Interrogé par Le Monde, jeudi 2 mars, le chef du gouvernement refusait d'envisager un "plan B" au cas où les manifestations seraient de grande ampleur. "Le recul des gouvernements dans le passé a eu des effet désastreux sur la légitimité des politiques", soulignait-il, en mettant les réactions hostiles au CPE sur le compte de l'inaction de ses prédécesseurs : "On a attendu tellement longtemps avant de tenter quelque chose contre le chômage des jeunes que la peur est devenue la réponse chaque fois que l'on propose une solution". Le CPE étant, selon M. de Villepin, la seule possible : "Je ne vois jamais que l'on me propose une alternative", réplique-t-il à ses interlocuteurs qui contestent ce dispositif.

CHUTE DE POPULARITÉ

Tous les indicateurs dont dispose le premier ministre sont pourtant au rouge. A commencer par les sondages. Selon le dernier en date, réalisé les 3 et 4 mars par l'institut LH2 auprès de 1 056 personnes, et publié lundi dans Libération, Dominique de Villepin ne recueille plus que 37 % de jugements positifs. Soit 7 points de moins qu'en février, et 12 de moins par rapport à janvier. Depuis le 16 janvier, date à laquelle le chef du gouvernement a annoncé la création du CPE, les enquêtes d'opinion ont enregistré une chute de sa popularité, corrélée à un rejet croissant du CPE. Dans l'enquête précitée, 58 % des Français sont "contre" le CPE, alors qu'ils n'étaient que 52 % en février.
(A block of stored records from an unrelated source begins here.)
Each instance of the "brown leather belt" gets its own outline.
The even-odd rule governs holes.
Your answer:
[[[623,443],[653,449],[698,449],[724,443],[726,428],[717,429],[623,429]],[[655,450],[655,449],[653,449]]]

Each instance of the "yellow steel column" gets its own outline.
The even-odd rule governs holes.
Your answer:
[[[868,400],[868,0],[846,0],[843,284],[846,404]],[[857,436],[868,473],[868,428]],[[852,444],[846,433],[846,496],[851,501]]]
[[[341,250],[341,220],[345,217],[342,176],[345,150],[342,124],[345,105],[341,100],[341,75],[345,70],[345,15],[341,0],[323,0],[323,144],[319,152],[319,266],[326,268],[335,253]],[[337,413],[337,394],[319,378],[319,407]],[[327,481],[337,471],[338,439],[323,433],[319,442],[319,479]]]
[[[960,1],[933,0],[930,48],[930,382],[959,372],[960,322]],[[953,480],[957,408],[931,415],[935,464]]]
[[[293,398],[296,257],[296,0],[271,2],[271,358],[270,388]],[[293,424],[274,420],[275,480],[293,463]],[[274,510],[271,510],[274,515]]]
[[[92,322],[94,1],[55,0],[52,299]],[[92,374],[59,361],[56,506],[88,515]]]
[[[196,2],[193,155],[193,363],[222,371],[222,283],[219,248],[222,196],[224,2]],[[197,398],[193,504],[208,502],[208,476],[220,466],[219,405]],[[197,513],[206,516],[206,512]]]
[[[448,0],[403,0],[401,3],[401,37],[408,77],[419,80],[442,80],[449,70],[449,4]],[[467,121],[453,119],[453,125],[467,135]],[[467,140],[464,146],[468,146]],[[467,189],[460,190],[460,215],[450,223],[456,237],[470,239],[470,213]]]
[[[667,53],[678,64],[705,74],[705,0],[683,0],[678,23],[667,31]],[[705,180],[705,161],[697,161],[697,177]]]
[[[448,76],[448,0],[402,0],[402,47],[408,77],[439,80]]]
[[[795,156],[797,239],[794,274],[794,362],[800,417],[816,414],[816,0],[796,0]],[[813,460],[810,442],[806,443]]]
Selon un sondage de l'institut CSA, réalisé auprès de 1004 personnes les 1er et 2 mars - au lendemain de la publication des chiffres du chômage en hausse - et publié dans Le Parisien du 5 mars, 69 % des personnes interrogées déclarent "ne pas faire confiance au gouvernement pour faire baisser le taux de chômage des jeunes". M. de Villepin dispose, en outre, des notes émanant des préfets et des renseignements généraux, qui laissent présager une assez forte mobilisation.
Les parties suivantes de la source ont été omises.